Flos Boards were built ‘assembling strings, microphones, recycled materials (violin bows, pipes, pens, guitar
pick-ups). They were wired to two computers for the elaboration and editing of the outcoming sounds’
.

This already tells us that we can’t expect music from trodden paths here. Flos exists ‘to generate sounds that could bring the audience back to the mystic, the wonder and the well-being of interplayed, unusual live music’. This usually resulted in playing live improvisations – Songs/Signs is their first album release. (Apart from Il Sogno Blanco (2014) that is, which was the music recorded for an 8-hour action painting performance by Luccio Pozzi in Milan).

The double CD (and/or cassette) release of Songs/Signs is a real two-headed beast.
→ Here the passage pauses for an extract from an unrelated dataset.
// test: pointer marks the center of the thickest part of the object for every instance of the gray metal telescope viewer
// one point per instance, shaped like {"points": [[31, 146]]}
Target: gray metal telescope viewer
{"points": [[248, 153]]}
Each part of this set requires a different mindset to be fully enjoyed. On Songs, ‘the Flos Boards are tamed to speak the more popular language of the song’, with added contributions of various voices and instruments from guests like Laurie Amat, Markus Stockhausen, Steve Piccolo and Claude Voit. By nature, this part of the album has no specific ‘ambient’ content: it is an adventurous vision on ‘popular’ music.

While Songs does not particularly aim at the ambient-inclined listener, Signs will definitely appeal to those that can appreciate a varied cinematic instrumental soundscape. Signs ‘includes improvisation work coming from the various sessions recorded through the years, rearranged and mixed so as to create an uninterrupted suite of 44 minutes, divided in 15 parts’.
This evocative set of instrumentals spontaneously invokes imaginary visuals.

Unfortunately, there is not much information about the Flos boards itself. I would have loved to know some more details about the ‘Tavola di Flos’, the ‘Saucillator’, and the ‘Magic drainpipe’, and whatever else whas used in creating these fascinating sounds.